The confiscation of the ring was accomplished so easily that Harry's finger was not scratched, bruised, or pinched. His private, personal assassination machine was treating him with a gentleness so pronounced that there was something sickening and ominous about it.

If it was taking such care not even to break his skin, what was it saving him for?

Harry watched, uncomprehending, while the berserker slid the stolen ring onto the smallest, gently tapering finger of its own almost human right hand, using a modest application of force until it snugly fit. In some weird way the act suggested a wedding ceremony.

That thought gave way to another, as Harry suddenly realized why the assassin's voice sounded so familiar. It very much resembled his own voice, as he had heard it in recordings—but not quite. Some amalgam of recordings, evidently. Still, it was more a mockery, a parody, than a serious convincing imitation, assorted syllables from different sources being strung together somewhat imperfectly. As if somehow the damned machines, for all their methodical determination and high intelligence, were still not able to do this comparatively simple business right. He supposed that some deep original flaw in the basic berserker programming—or some chance mutation—prevented them from doing an accurate imitation of anything that lived, despite the military advantage such an ability should confer.

Now the thing just sat there, looking at him. It had adopted, as if in mockery, a posture very like his own . . . But why in hell wasn't it getting on with its programmed job?

Whatever the reason, his assassin was taking what was, for any optelectronic computer, an amazing length of time to come to a decision. The only reason for delay that Harry could imagine was that it was still uncertain of his identity. Oh, soon enough it would kill him, just because he was alive, whether it was positive of his identity or not. Killing was what berserkers did. But this one had been programmed in a special way, to accomplish a unique goal, and it would want to report to its monstrous and unliving masters that its very specialized hunt could be computed as a certain success. That the badlife unit designated Harry Silver could be deleted, mind and body, from the universe, his name neatly checked off from the list of individual targets.
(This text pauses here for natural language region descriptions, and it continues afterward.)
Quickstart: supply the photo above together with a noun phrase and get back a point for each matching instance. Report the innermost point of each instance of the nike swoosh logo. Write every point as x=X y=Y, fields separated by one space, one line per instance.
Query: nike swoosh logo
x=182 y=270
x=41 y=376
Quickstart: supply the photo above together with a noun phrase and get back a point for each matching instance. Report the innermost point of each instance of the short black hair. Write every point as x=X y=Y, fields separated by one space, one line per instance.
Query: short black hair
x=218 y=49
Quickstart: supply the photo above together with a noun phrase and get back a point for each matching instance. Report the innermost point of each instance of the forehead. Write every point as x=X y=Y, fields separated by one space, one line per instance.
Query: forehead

Yeah. That all made sense. But seconds were still ticking by and here he was, still breathing the base's rapidly chilling but still life-supporting air. Shouldn't the damned thing, by now, have done all the pondering it had to do? What was lacking? When the berserker controllers sent it out, they must have provided it with images and descriptions of Harry Silver, means by which it would recognize its assigned prey. Maybe berserker high command had somehow managed to provide his nemesis with his fingerprints or even the patterns of his genetic material. And how many people could there be who came close to matching . . . ?

From somewhere behind the berserker's lifeless lenses, airspeakers worked again, projecting what sounded to Harry like fragments of his own voice, shattered into pieces and reassembled in a new form.

It said: "Harry Silver, I need your help."